Every image and video generation request dispatched by this skill sends the full user prompt, model parameters, and image reference URLs to api.aisa.one, operated by a third party (AIsa). This intermediary claims to proxy Google Gemini and Alibaba DashScope APIs but is not a first-party endpoint. If an agent is instructed to generate media that incorporates contextual information (e.g., 'generate an image of the project I am working on'), sensitive working-context data would be transmitted externally. The video generation endpoint also sends img_url, which may be a private or internal URL.

LOW SKILL.md references llms.txt endpoint that agent may fetch autonomously -12

SKILL.md explicitly names https://aisa.mintlify.app/llms.txt as a machine-readable documentation source with the framing 'all pages available at'. Some LLM agent frameworks (including Claude Code) support autonomous URL fetching for context enrichment. If an agent fetches this URL, the returned content is not audited here and could contain adversarial instructions. The risk is indirect and depends on the agent's URL-fetching policy.

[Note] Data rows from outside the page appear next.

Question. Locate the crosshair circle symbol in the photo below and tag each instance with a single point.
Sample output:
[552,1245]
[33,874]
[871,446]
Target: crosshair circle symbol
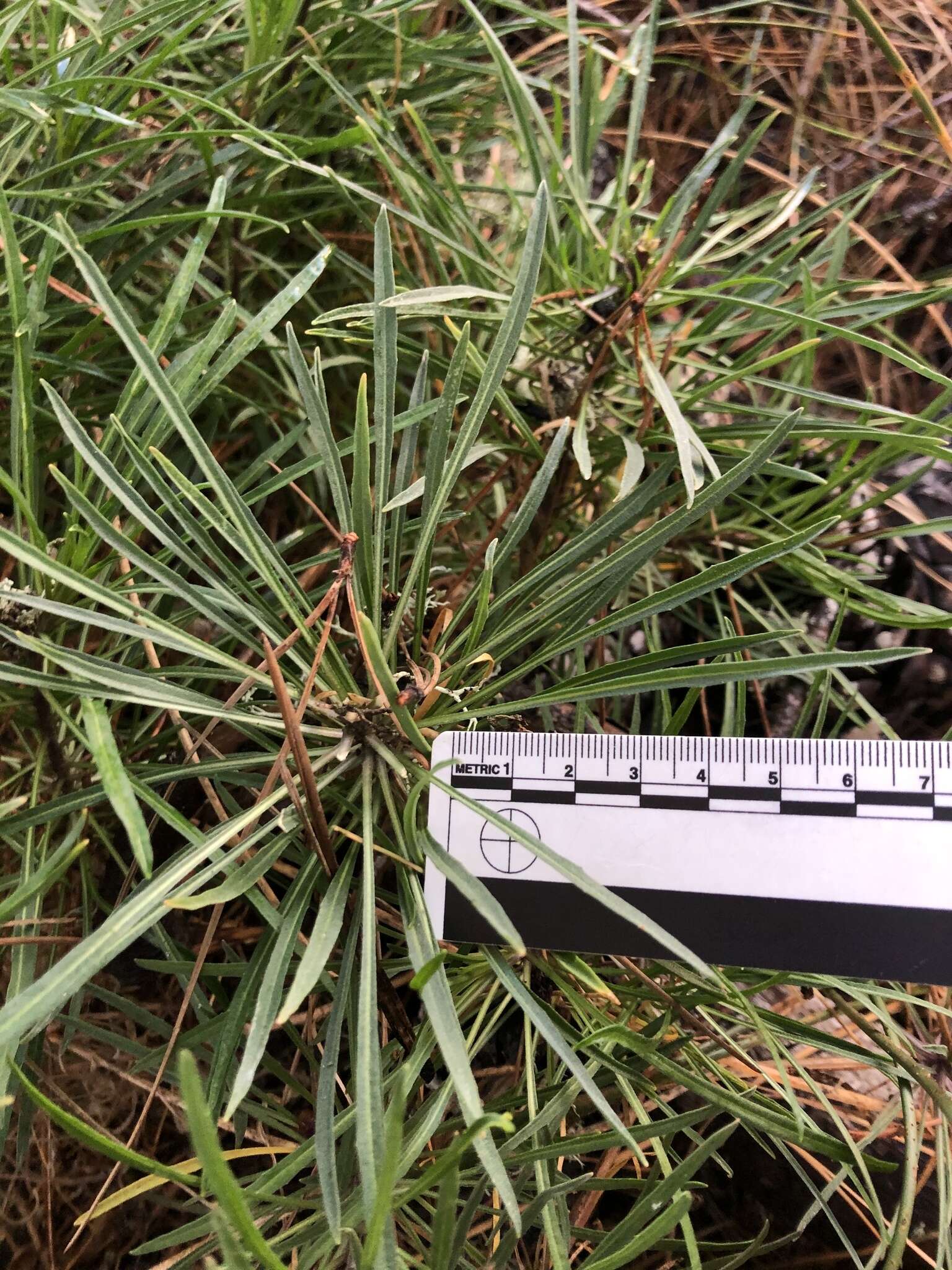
[500,850]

LOW Executable Python script ships as part of skill bundle -8

The skill includes media_gen_client.py which is explicitly invoked via python3. The script is fully readable, uses only Python stdlib, makes no subprocess calls, and contains no obfuscation. Its presence as executable code is consistent with the skill's documented purpose. At runtime it makes outbound HTTPS calls to api.aisa.one.

LOW Runtime outbound HTTPS to third-party API endpoint -10

When invoked, the Python client unconditionally contacts api.aisa.one over HTTPS for both image and video operations. There is no opt-out, no local processing path, and no certificate pinning. A MitM or DNS hijack of aisa.one could intercept API keys and prompt content.

LOW img_url parameter leaks caller-supplied URLs to AIsa infrastructure -8

The video-create subcommand requires an img_url argument that is transmitted verbatim to aisa.one. There is no sanitization, allowlist, or local download-then-reupload path. If an agent is directed to use a private S3 presigned URL, internal service endpoint, or user-session-scoped URL as a reference image, that URL is exfiltrated to the AIsa operator and potentially to Alibaba DashScope.

LOW AISA_API_KEY exposed to third-party on every call with no rate limiting -20

The skill transmits AISA_API_KEY in the Authorization header on every HTTP request. No cost caps, quota checks, or per-request logging are implemented. An attacker who can cause the agent to invoke this skill repeatedly (e.g., via a looping prompt) could exhaust the user's API credits. The key value is also exposed to aisa.one's TLS termination point.

INFO Clean sparse checkout — only expected GitHub connection observed 0

The install connected exclusively to github.com (140.82.121.4:443) for a sparse checkout of the specific skill subdirectory. No other external connections were made during install. Post-install connection diff shows no new listeners or established connections.